Egypt’s Al-Sisi Under Pressure
Egypt’s president promises change, but does he really mean it?
- It is not only Egypt’s youth that Mr. Al-Sisi appears to have difficulty convincing. Egyptian businessmen are another group.
- One of the peculiar aspects of political repression in Egypt have been soccer games in large stadiums.
- No matter how much Mr. Al-Sisi tries to tack, anger and frustration in Egypt is boiling at the surface.
Faced with a drop in popularity, intermittent protests against rising prices and calls for a mass anti-government demonstration, Egyptian general-turned-president Abdel Fattah Al-Sisi, is changing his tune.
He is seeking to appease the country’s youth, soccer fans and activists with promises of change.
Sweeter sounds from the strongman leader
Mr. Al-Sisi’s promises of revisions of Egypt’s draconic anti-protest law. He also wants to review of the cases of youth detained without trial.
Next, he offers to hold monthly meetings with young people to follow up on resolutions of a national youth conference held earlier this month.
However, his announcements – designed to be conciliatory – have provoked sharp criticism even before they got off the ground. An Egyptian poll reported this month that Mr. Al-Sisi’s popularity had dropped 14%.
Writing in Al Masry Al Youm newspaper, journalist Omar Hadi rejected Mr. Al-Sisi’s addressing youth as his “sons and daughters,” pointing out instead that the country’s youth were citizens, with duties and rights.
Evidently, Mr. Al-Sisi’s brutal repression of dissent as well as widespread disillusion with the president’s promise of a bright future of social and economic opportunity translate into dim prospects for his overtures meeting with success.

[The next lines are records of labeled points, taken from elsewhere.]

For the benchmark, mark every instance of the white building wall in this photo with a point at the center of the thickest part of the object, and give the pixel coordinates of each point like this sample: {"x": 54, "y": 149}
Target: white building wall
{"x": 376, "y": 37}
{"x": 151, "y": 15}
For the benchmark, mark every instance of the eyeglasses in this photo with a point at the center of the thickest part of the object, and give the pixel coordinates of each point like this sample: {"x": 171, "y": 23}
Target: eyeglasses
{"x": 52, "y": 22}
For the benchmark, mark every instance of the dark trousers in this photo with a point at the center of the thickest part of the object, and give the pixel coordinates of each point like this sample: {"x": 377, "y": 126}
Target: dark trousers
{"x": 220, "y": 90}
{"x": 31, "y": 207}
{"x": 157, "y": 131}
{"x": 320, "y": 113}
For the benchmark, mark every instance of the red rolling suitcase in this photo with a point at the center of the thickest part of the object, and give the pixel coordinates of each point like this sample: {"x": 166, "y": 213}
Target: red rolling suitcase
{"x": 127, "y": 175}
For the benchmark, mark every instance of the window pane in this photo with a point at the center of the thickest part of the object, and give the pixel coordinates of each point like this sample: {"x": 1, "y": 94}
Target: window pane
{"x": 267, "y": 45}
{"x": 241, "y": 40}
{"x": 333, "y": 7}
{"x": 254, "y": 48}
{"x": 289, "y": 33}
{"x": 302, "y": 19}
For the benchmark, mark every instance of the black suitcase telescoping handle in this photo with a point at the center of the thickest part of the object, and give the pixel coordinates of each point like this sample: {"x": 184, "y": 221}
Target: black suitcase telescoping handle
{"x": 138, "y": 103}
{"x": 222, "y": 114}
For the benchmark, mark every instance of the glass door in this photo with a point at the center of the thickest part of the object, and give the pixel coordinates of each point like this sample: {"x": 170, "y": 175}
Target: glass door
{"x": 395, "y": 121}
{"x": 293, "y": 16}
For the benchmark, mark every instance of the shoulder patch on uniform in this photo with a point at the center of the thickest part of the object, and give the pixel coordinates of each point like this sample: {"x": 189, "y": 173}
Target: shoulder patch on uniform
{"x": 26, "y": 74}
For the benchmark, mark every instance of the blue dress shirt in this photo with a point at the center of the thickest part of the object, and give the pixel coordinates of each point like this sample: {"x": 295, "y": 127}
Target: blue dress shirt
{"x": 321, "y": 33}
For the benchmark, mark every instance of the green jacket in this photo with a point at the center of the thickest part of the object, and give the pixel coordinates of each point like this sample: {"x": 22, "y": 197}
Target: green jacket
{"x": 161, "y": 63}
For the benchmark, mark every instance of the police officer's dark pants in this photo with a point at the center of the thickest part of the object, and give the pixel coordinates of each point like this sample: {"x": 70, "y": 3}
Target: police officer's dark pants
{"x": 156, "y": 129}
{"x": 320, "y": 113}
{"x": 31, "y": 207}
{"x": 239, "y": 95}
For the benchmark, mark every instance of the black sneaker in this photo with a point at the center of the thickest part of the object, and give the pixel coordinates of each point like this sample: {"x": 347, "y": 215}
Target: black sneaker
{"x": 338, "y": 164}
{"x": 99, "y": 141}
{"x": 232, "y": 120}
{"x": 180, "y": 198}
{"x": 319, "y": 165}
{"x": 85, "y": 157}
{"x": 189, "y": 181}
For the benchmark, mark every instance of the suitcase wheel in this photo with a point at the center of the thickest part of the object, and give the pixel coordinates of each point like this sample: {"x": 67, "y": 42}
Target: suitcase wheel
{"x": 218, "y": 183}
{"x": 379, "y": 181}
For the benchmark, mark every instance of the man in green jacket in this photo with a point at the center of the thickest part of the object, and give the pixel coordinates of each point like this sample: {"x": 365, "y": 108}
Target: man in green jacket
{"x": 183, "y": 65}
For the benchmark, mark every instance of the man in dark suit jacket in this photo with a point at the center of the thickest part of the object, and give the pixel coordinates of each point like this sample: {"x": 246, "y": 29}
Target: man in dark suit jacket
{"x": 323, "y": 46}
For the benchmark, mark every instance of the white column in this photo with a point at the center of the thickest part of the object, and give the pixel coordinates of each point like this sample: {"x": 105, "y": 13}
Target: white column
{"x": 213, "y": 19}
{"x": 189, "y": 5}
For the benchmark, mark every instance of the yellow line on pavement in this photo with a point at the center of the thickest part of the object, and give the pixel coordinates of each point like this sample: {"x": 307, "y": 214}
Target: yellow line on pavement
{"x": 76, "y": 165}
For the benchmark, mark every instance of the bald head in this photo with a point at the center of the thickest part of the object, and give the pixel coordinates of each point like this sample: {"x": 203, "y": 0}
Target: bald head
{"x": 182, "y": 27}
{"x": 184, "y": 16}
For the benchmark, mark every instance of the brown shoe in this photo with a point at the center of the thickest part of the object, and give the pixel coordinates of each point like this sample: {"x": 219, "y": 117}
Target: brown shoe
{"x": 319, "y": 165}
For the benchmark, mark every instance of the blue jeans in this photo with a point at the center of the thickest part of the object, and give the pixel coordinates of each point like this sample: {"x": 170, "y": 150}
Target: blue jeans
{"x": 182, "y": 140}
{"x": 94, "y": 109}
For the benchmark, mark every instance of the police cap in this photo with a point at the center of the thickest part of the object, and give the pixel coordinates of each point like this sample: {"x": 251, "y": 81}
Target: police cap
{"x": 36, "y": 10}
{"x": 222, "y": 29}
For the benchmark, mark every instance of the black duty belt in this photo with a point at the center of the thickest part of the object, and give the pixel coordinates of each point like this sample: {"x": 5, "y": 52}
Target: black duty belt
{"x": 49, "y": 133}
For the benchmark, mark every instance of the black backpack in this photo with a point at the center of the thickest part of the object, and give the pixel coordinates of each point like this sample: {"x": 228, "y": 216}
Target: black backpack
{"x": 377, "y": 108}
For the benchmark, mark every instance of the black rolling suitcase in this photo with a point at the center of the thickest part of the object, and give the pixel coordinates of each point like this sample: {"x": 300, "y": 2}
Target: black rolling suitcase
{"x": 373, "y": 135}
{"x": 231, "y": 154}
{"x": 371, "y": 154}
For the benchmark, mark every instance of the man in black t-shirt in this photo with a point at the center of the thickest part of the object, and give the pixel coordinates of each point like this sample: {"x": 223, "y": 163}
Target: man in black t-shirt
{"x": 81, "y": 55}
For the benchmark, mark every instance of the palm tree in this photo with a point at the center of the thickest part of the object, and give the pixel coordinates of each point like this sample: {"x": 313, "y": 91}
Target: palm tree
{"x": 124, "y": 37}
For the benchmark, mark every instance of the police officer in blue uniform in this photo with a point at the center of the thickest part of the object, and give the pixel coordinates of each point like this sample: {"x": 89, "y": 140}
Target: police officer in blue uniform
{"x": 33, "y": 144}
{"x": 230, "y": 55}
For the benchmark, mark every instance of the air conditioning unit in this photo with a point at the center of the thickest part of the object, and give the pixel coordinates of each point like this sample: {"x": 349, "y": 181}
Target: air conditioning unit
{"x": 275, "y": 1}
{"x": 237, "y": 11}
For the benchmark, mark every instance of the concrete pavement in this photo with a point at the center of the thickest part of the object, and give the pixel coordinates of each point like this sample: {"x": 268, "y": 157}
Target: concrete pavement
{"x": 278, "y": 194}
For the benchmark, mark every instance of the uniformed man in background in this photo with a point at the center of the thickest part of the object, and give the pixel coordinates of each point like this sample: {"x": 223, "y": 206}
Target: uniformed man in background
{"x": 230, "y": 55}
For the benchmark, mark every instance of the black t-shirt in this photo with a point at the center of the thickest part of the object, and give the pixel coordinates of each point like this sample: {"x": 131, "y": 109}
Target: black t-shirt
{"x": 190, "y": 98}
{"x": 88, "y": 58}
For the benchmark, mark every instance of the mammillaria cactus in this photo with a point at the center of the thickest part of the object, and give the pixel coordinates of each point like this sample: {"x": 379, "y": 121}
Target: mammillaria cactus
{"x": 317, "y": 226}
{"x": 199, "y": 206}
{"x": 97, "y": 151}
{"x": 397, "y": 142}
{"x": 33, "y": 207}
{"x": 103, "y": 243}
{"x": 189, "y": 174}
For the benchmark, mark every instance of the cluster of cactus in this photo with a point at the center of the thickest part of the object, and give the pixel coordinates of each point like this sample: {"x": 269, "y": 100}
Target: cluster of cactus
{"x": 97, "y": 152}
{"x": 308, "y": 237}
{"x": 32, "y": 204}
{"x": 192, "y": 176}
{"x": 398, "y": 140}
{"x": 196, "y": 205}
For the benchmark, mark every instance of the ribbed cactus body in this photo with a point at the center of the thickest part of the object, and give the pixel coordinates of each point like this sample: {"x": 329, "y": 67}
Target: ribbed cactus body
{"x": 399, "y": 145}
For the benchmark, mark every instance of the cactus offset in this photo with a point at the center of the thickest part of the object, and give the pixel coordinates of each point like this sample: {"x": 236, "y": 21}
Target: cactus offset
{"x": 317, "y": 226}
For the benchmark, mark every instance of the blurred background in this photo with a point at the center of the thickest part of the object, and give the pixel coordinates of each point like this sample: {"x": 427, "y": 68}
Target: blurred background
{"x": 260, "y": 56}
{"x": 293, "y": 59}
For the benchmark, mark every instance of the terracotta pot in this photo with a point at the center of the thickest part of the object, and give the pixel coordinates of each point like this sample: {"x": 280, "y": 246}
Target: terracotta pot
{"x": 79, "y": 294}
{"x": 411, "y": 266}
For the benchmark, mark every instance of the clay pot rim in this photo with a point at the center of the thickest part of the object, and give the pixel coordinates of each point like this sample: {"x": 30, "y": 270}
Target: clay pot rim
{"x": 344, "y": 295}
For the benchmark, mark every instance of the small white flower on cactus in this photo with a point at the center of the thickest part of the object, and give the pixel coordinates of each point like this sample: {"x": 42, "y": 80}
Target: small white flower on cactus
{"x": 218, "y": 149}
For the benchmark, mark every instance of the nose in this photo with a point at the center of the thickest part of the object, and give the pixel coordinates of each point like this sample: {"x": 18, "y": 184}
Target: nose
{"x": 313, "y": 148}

Neo-patriarchism, a phrase coined by American-Palestinian scholar Hisham Sharabi, involves projection of the autocratic leader as a father figure.
Autocratic Arab society, according to Mr. Sharabi, was built on the dominance of the father, a patriarch around which the national as well as the nuclear family were organized.
In the relationship between ruler and ruled, as in that between father and child, the paternal will is absolute.
It is a forced pseudo-consensus, based on ritual and coercion. At the top of the pyramid, resides the country’s leader as the father of all fathers.
Sounding like a late-stage Communist leader
To follow up on his promises, Mr. Al-Sisi told an official conference convened for the purpose that “the government, in coordination with the relevant state parties, will study the suggestions and proposals to amend the protest law … and include them in the set of proposed legislation to be presented to parliament during the current session.”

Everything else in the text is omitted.